Le Maroc fait face à la menace terroriste

Alors que le procès de trente-trois membres du réseau « Belliraj » a été reporté au 14 novembre, le Maroc vient de condamner quarante-cinq activistes de mouvance salafiste à des peines allant de deux à trente ans de prison. Le pays est à la fois le terreau et la cible des combattants terroristes. Le gouvernement, qui se rapproche de l’Europe, lutte de plus en plus activement contre l’extrémisme.

Entre deux et trente ans de prison, c’est la peine que la justice marocaine a infligé jeudi à quarante-cinq personnes. Accusés d’être liés à la cellule terroriste qui avait prévu un attentat, déjoué, contre le port de Casablanca, les prévenus se sont revendiqués de la mouvance salafiste. « Constitution d’une bande criminelle dans le but de commettre des actes terroristes », « fabrication et possession d’explosifs », « vols qualifiés », « faux et usage de faux », « financement de terrorisme » et « non dénonciation d’actes terroristes », les chefs d’inculpation ne manquent pas. Cette arrestation intervient au lendemain de la décision de la cour de justice de Salé de reporter au 14 novembre le procès du réseau « Belliraj ». Du nom de son chef de file belgo-marocain, ce réseau prévoyait des attaques contre des personnalités politiques et des Marocains de confession juive.

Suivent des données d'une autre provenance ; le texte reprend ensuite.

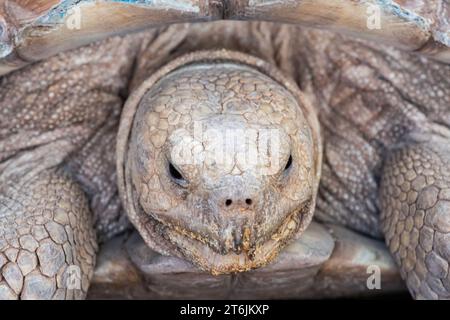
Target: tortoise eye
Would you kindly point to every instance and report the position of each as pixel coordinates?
(288, 164)
(176, 175)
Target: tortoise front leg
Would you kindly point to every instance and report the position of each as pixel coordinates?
(415, 200)
(410, 25)
(47, 241)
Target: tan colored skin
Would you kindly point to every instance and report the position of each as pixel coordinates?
(369, 100)
(223, 212)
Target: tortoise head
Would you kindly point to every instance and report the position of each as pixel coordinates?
(219, 161)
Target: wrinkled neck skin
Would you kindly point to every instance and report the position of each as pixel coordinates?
(219, 161)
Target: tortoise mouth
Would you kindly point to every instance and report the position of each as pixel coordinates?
(196, 248)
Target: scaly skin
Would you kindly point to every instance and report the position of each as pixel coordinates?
(415, 201)
(369, 100)
(208, 120)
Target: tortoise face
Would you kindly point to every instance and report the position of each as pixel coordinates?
(221, 166)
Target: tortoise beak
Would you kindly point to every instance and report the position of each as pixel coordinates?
(40, 33)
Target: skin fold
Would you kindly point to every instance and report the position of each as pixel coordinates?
(384, 121)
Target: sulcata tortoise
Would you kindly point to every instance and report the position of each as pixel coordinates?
(220, 142)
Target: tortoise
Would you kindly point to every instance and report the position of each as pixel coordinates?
(220, 141)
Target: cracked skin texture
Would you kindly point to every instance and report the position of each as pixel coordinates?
(371, 101)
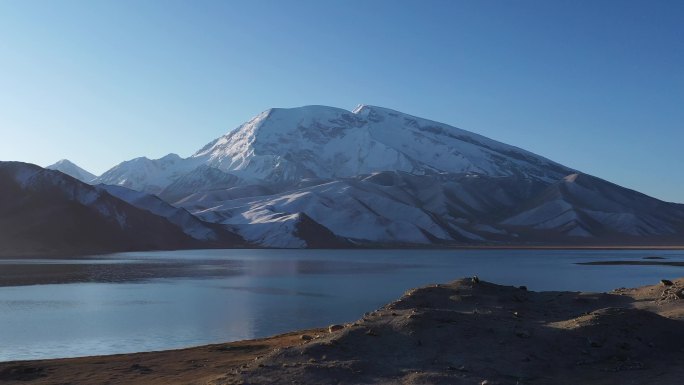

Alors qu’il subit lui-même de plein fouet les attaques terroristes, le Maroc est aujourd’hui accusé de « produire des combattants » pour l’extérieur depuis l’implication de Marocains dans les attentats de Madrid en 2004. Casablanca en 2003, Marrakech en 2007, les attentats et les menaces extrémistes sur le territoire du royaume chérifien ne cessent de se multiplier.

Pourquoi le Maroc, où l’islam est religion d’Etat, est-il autant visé ?

Tourisme occidental, libéralisme économique, européanisme affiché, ouverture démocratique, et place des femmes grandissante dans la société, le Maroc cumule tout ce que les intégristes détestent. Parallèlement, la pauvreté, l’analphabétisme et le chômage favorisent la radicalisation des personnes désœuvrées. Les énormes bidonvilles qui bordent les grandes agglomérations constituent le terreau de l’intégrisme marocain.

Au lendemain des attentats du World Trade center en 2001, le Maroc s’est engagé dans la lutte anti-terroriste sous la pression des Etats-Unis. Le gouvernement a déposé auprès de la Ligue des Etats arabes (LEA), le 14 octobre 2001, les instruments de ratification de la Convention arabe contre le terrorisme, adoptée le 22 avril 1998. Il a par la suite ratifié quatre traités internationaux sur le même thème.
Le Royaume a, par ailleurs, renforcé sa collaboration avec l’Union Européenne en septembre 2004. Celle-ci vient de lui accorder un « statut avancé » lui permettant de bénéficier des avantages de l’intégration régionale sans avoir à en assumer le coût institutionnel. Les autorités marocaines ont également demandé à participer à l’opération «Active Endeavour», mise en place par l’OTAN en 2005 pour lutter contre la menace terroriste. Le Maroc, qui a débloqué de lourds moyens matériels et humains sur son sol, en appelle également au civisme de la population

Selon une enquête du Washington Post parue en décembre 2002, le pays travaillerait même de très près avec les Etats-Unis dans le cadre de cette lutte. Un peu trop de zèle selon la Fédération Internationale des droits de l’Homme (FIDH). L’organisation a publié un rapport accablant sur les méthodes marocaines employées pour endiguer le fléau intégriste. Torture, enlèvements, disparitions mystérieuses de témoins, tous les instruments des années de plomb reviennent au gout du jour. Tout est bon, semble-t-il pour empêcher le terrorisme.